Imagine being a Rhodes Scholar, a Columbia graduate with neuroscience training and completed humanities coursework as well as a later graduate of the University of Cambridge. Imagine after writing books, articles and magazines, you are contracted to write for The New Yorker. You are so accomplished that your name is familiar among other scholars and you are frequently asked to give talks. But then imagine making a few mistakes. These few mistakes caused the public to erupt in outrage, shaming you, defiling your reputation, destroying your career and leaving you emotionally scarred. You are ashamed and mortified, willing to make amends, but the public isn’t so forgiving. What was the mistake? Fabricating sources.
This is not a hypothetical situation. It is actually the case of the writer Jonah Lehrer whose excessive recycling of old works and intentional fabrications of sources destroyed his career. He was found to have faked quotes from Bob Dylan and written books with significant portions recycled from previous works. He was a scholar with an impressive line of accomplishments, but his whole career went down the drain because he missed a lesson or two on the importance of accurate and cited sources.
Despite the seriousness of this specific case, his story could easily be anyone else’s. It could have been Donald Trump’s when he falsely suggested of a terrorist attack in Sweden. It could have been that of the news outlets that misconstrue findings of scientific studies. And, it could be you, a college student stressing over the ten page research paper that you have no time to write for, resulting in you desperately making up facts. As college students, I think we’re tired of hearing our teachers lecture us on the importance of correctly using and citing sources. We’ve been hearing it every single year since our first cited paper in middle school. We have the citation formats ingrained in our minds and we are familiar with an extensive list of scholarly databases. However, constant exposure sometimes makes us immune to the dangers. We have to continuously remind ourselves of the power of our voices, especially if we are faces of the media.
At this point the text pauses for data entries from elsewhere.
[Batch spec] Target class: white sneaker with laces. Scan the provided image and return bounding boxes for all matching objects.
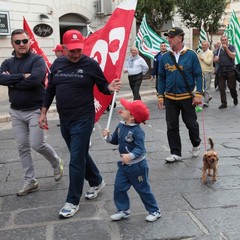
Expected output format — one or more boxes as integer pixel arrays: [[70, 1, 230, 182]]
[[17, 180, 39, 196], [192, 145, 200, 157], [85, 180, 105, 200], [110, 209, 130, 221], [53, 159, 63, 182], [145, 212, 162, 222], [59, 202, 79, 218], [165, 154, 182, 162]]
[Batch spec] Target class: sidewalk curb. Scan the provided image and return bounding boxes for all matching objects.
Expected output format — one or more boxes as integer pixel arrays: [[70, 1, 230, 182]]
[[0, 90, 156, 123]]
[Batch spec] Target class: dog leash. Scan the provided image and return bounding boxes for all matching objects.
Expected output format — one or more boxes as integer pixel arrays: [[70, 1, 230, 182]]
[[201, 105, 207, 151]]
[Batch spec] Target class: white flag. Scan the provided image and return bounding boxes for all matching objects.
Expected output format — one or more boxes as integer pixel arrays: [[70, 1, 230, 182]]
[[224, 10, 240, 64], [135, 14, 169, 59], [196, 21, 208, 53]]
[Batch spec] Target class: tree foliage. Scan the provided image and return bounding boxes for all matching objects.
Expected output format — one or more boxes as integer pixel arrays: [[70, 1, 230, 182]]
[[135, 0, 176, 35], [176, 0, 228, 33]]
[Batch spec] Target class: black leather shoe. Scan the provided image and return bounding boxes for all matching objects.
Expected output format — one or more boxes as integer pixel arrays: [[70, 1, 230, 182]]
[[218, 104, 227, 109], [233, 98, 238, 105]]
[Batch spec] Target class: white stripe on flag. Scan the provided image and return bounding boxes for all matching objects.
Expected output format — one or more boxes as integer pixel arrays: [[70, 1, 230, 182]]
[[196, 21, 208, 53], [135, 14, 169, 59], [224, 10, 240, 64]]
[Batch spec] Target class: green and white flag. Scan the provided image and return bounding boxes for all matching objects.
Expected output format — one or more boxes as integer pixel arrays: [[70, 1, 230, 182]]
[[135, 14, 169, 59], [224, 10, 240, 64], [196, 22, 208, 53]]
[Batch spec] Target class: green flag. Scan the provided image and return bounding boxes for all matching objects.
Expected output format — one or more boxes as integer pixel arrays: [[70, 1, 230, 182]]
[[224, 10, 240, 64], [196, 22, 208, 53], [135, 14, 169, 59]]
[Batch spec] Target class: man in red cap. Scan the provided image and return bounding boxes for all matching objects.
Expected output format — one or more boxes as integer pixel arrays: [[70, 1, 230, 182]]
[[53, 44, 64, 58], [103, 98, 161, 222], [39, 30, 121, 218]]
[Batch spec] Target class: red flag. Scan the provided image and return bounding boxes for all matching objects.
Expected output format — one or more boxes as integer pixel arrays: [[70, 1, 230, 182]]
[[23, 17, 51, 71], [83, 0, 137, 122]]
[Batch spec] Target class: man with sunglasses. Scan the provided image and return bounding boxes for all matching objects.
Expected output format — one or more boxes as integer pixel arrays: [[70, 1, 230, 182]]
[[158, 27, 204, 162], [0, 29, 63, 196]]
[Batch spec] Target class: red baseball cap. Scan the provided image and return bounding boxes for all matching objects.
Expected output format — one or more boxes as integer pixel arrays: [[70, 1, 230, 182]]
[[120, 98, 150, 123], [53, 44, 63, 52], [63, 29, 84, 50]]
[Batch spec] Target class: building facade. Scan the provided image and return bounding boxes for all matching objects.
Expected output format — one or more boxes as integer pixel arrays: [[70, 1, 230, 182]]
[[0, 0, 240, 101], [0, 0, 136, 101]]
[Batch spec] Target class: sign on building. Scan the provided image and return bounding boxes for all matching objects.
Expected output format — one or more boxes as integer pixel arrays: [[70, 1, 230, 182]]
[[0, 11, 10, 35]]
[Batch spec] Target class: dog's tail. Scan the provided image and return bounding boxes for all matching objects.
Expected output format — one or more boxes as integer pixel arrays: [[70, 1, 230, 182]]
[[208, 137, 214, 148]]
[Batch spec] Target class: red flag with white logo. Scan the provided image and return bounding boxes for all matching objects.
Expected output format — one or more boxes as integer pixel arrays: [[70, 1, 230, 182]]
[[83, 0, 137, 122]]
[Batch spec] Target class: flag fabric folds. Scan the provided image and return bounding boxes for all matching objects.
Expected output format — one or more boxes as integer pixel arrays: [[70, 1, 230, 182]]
[[83, 0, 137, 122], [135, 14, 169, 59], [196, 21, 208, 53], [224, 10, 240, 64]]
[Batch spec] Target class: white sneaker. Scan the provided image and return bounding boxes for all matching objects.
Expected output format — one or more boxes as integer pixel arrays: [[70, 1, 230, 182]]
[[165, 154, 182, 162], [85, 180, 105, 200], [110, 209, 130, 221], [59, 202, 79, 218], [192, 145, 200, 157], [53, 159, 63, 182], [17, 180, 39, 196], [145, 212, 162, 222]]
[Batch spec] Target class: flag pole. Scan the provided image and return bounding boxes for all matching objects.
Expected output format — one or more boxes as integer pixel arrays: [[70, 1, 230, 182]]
[[104, 91, 117, 139]]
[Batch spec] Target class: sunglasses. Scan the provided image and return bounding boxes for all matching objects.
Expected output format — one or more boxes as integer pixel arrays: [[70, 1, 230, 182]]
[[14, 39, 29, 45]]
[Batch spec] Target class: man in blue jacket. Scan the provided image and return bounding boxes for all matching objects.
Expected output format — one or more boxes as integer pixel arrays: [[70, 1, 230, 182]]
[[158, 27, 204, 162], [0, 29, 63, 196]]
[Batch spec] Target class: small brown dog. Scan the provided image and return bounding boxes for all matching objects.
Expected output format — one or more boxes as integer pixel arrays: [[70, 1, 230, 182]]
[[202, 137, 218, 183]]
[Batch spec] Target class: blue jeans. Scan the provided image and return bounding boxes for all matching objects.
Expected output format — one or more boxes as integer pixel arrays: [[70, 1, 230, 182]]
[[114, 160, 160, 213], [60, 118, 102, 205]]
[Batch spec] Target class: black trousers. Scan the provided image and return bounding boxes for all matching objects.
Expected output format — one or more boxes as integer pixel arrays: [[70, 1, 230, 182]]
[[218, 70, 238, 105], [128, 73, 143, 100], [165, 98, 201, 156]]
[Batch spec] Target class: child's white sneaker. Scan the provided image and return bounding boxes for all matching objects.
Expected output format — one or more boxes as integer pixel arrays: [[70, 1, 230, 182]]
[[145, 212, 162, 222], [110, 210, 130, 221]]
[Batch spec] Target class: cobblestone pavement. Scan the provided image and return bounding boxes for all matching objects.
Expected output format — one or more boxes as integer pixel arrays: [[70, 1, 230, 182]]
[[0, 82, 240, 240]]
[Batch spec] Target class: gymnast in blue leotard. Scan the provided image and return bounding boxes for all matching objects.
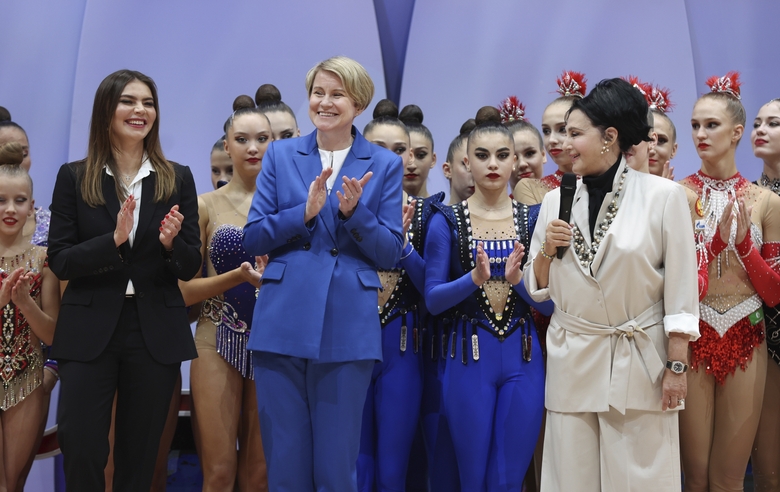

Take the case of Donald Trump’s recent error — falsely claiming that there was a terrorist attack in Sweden. Whether this was the result of misinformation or a purposeful attempt to misconstrue the facts, it caused a riot in Sweden, a confused tweet from the former Prime Minister of Sweden and uninformed supporters still thinking there actually was a terrorist attack. However, unlike Johan Lehrer, Trump still has his reputation, he still has his job and he still is spreading false information. Not many have his privilege.
Problems with sources are also found in the science coverage in popular media outlets. For example, Time magazine published a story on July 11, 2014, “Scientists Say Smelling Farts Might Prevent Cancer”, referencing to a scientific study that mentioned neither the words fart nor cancer. The magazine later corrected itself (so the link to the corrected article only exists), but it is still getting calls about its publication on farts. This is just one of many scientific studies that were misinterpreted or manipulated to satisfy media’s tendencies to sensationalize information.
Video by John Oliver on LastWeekTonight discussing how media distorts scientific studies.
In college, it’s easy to be complacent with poor source-checking habits. After all, we are mostly writing for a grade and the chances that a professor would fact check your paper, out of the possibly hundreds he or she has to read, is low. However, it's important to remember that bad habits are the prerequisites for future mistakes. It’s important to be aware, informed, conscious and careful of your sources because while right now it may mean a zero on your research paper, in the future it could mean damaging public audiences, or worse, a horrific end to your professional life.